5.4.9 Valeur des contacts personnels par comparaison aux contacts téléphoniques

Un payeur a dit avoir préféré les contacts téléphoniques à une rencontre en personne car cela était plus commode et prenait moins de temps. Les sept autres payeurs ont décrit de nombreux avantages aux contacts personnels par rapport aux contacts téléphoniques. L’avantage le plus important était qu’avec les rencontres en personne, ils sentaient qu’on les écoutait et qu’on leur répondait d’une façon personnelle et bienveillante. Plusieurs répondants ont fait remarquer qu’ils n’avaient pas obtenu ce genre de réponse dans leurs contacts téléphoniques avec le PEOACB.

« C’est plus facile. L’intervenant du PEOACB peut vous ignorer au téléphone. Là, c’est beaucoup plus personnel. L’agente de liaison est très honnête et à votre écoute ».

Les payeurs ont également dit que les rencontres en personne avaient une qualité que n’avait pas le contact téléphonique.

« En personne, on peut établir un rapport. C’est un avantage énorme. On en arrive à connaître les gens. »

« J’ai pu sentir la gravité de la situation dans la rencontre avec cette personne. Je peux voir le désespoir dans le visage d’une personne. Je me suis senti écouté et reconnu. La rencontre a un caractère plus humain. »

Selon certains payeurs, une rencontre en personne est plus professionnelle, moins mystérieuse et laisse plus de possibilités à la négociation et au règlement des problèmes.

« Comment pouvez-vous régler des problèmes sans vous asseoir avec les parties concernées? Le PEOACB devrait avoir un service d’enquête pour obtenir les deux versions d’une même histoire. »

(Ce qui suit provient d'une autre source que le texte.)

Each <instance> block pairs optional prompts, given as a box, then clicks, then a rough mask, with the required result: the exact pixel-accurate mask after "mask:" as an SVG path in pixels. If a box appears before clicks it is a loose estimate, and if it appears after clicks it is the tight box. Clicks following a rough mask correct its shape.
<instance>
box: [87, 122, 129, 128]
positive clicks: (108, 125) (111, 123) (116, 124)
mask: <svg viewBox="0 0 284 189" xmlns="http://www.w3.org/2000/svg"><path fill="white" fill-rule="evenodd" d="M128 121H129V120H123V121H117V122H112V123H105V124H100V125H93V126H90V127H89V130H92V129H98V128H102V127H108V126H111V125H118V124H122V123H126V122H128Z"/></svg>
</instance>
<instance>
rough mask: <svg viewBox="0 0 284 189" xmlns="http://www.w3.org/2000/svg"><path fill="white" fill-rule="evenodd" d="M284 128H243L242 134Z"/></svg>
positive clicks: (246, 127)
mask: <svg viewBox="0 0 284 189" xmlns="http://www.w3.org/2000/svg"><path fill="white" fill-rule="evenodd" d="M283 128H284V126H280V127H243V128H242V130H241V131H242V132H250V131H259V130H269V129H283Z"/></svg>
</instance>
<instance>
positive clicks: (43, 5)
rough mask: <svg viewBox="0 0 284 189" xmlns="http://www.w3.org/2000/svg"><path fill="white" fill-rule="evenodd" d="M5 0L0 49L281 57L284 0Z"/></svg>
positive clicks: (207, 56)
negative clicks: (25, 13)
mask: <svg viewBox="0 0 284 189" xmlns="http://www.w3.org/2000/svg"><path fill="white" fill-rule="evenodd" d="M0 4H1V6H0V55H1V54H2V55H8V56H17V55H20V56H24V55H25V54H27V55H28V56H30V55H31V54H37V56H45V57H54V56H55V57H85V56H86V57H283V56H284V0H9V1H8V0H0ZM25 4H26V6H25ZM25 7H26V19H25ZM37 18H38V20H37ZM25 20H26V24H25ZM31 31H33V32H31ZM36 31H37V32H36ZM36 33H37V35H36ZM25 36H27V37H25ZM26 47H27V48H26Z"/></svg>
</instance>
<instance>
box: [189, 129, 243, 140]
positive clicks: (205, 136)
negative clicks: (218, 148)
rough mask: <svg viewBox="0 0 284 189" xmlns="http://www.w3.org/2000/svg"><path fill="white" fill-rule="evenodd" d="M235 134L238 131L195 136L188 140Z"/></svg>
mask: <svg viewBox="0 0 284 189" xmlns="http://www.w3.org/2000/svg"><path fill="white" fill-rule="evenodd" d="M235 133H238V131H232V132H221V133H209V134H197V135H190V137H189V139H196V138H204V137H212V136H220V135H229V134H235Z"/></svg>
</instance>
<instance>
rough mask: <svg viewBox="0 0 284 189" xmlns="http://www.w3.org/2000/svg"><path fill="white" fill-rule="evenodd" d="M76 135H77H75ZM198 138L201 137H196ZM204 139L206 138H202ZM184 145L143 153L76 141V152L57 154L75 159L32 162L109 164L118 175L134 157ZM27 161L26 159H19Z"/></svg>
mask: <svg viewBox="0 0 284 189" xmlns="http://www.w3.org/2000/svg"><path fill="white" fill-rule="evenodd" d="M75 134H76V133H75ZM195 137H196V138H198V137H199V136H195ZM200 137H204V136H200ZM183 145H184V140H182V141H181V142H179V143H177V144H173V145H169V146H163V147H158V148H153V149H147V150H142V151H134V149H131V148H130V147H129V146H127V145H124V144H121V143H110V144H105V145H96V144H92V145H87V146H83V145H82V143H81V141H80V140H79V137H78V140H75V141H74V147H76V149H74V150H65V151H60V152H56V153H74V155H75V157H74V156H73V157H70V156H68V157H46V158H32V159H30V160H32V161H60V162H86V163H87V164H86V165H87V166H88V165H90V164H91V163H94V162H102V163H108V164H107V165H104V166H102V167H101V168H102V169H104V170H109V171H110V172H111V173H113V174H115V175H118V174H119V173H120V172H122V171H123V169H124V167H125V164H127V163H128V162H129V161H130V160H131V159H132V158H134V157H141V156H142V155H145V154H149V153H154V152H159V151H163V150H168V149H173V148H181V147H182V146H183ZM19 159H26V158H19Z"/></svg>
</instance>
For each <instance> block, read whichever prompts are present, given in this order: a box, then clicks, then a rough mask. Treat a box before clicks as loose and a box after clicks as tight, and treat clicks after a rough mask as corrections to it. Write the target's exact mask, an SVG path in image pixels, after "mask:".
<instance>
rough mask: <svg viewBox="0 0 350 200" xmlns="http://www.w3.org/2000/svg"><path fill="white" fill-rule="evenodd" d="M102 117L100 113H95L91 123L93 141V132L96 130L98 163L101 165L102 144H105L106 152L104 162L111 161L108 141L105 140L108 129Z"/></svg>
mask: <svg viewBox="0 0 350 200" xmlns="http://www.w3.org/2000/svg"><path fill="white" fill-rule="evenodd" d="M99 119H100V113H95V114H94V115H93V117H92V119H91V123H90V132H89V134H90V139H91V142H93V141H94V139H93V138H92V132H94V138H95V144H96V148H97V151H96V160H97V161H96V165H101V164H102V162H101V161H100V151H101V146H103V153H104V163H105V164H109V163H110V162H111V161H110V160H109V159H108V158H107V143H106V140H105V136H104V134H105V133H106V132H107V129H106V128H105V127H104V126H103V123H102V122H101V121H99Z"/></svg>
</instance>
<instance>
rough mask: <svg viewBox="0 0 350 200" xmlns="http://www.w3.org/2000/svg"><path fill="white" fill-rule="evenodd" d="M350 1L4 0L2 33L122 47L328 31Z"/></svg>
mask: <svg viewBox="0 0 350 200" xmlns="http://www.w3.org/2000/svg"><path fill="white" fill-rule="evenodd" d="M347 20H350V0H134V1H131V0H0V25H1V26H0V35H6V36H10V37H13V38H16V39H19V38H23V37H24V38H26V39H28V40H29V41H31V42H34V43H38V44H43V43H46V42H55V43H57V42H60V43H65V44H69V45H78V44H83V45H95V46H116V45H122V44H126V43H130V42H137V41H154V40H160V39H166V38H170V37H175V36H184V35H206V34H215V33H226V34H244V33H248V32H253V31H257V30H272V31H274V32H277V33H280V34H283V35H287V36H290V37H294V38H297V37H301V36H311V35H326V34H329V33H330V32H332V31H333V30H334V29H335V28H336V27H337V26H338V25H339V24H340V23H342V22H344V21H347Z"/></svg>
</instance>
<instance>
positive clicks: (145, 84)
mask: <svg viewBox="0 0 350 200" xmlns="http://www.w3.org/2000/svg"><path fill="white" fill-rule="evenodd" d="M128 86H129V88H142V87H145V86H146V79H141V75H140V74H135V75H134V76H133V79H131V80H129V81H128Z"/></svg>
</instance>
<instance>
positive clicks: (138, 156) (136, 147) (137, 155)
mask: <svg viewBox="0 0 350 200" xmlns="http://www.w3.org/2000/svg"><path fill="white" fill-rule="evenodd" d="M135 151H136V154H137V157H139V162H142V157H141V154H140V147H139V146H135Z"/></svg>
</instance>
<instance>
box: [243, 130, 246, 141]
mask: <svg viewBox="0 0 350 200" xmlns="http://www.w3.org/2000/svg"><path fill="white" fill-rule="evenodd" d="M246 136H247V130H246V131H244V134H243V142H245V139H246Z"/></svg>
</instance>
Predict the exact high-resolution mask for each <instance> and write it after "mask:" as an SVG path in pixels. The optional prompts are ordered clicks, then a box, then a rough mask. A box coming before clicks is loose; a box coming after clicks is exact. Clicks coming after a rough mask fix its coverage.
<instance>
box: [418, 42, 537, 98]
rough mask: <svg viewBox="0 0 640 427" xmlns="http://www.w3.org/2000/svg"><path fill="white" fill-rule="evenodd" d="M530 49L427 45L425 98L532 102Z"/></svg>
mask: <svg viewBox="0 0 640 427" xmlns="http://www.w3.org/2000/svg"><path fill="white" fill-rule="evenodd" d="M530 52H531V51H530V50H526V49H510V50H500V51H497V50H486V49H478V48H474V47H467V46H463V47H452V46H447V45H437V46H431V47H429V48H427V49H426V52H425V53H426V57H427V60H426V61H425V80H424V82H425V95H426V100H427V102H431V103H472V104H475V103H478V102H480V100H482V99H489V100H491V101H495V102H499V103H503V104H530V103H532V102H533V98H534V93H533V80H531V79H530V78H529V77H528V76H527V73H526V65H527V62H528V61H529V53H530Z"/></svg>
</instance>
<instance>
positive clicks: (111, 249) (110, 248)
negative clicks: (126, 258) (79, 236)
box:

« La rencontre en personne permet d’obtenir plus de réponses. C’est également plus facile de poser des questions, dès que vous oubliez que votre conversation téléphonique peut être enregistrée. »

5.5 Valeur du projet pilote de liaison comme occasion de perfectionnement professionnel du personnel

5.5.1 Aperçu

Une dernière question étudiée dans cette évaluation consistait à savoir si le projet pilote de liaison pouvait constituer une occasion de perfectionnement pour le personnel du PEOACB. Cette question a été surtout abordée lors des entrevues avec des répondants clés.

Dans le passé, le perfectionnement du personnel a surtout été encouragé par la nomination du personnel à des projets spéciaux ou à des comités. Les compressions budgétaires des dernières années ont éliminé une partie de ces possibilités. Le projet pilote de liaison a été l’occasion pour un membre du personnel de s’engager dans un processus de formation et de perfectionnement spécialisé et de participer à une initiative stimulante et polyvalente.

5.5.2 Évaluation du projet pilote de liaison comme occasion de perfectionnement professionnel

Tous s’entendent pour dire que le projet pilote de liaison a constitué une initiative de perfectionnement réussie. L’agente de liaison a dû acquérir et mettre en pratique des techniques de relations interpersonnelles, de communication et de médiation avec un groupe de clients souvent en colère, frustrés, inquiets, craintifs et hostiles. Elle a également dû surmonter l’attitude assez négative à l’égard du PEOACB qu’entretiennent d’autres partenaires du système de justice familiale et mettre en place une approche fondée sur la coopération et la réceptivité. L’élaboration du projet a constitué un exercice de créativité et d’initiative. La rétroaction des conseillers en justice familiale et des clients confirme la pertinence du choix de l’employée pour le poste.

Ce poste toutefois présente peu de chances d’avancement. Il faut se demander où l’organisation peut utiliser un employé hautement qualifié et possédant une telle expérience en dehors de ce poste? En l’absence de réponse à la question, ces compétences et ce savoir-faire risquent d’être perdus pour l’organisation.

Comme il s’agit d’un rôle dévolu à une seule personne, le poste ne présente qu’une possibilité limitée pour d’autres membres du personnel ou pour d’autres employés d’acquérir ce savoir-faire. Pour donner plus d’importance à ce poste, on pourrait l’offrir à d’autres employés, même si ce n’était qu’à temps partiel. On pourrait également envisager une certaine rotation du personnel, sous la coordination d’un agent de liaison expérimenté.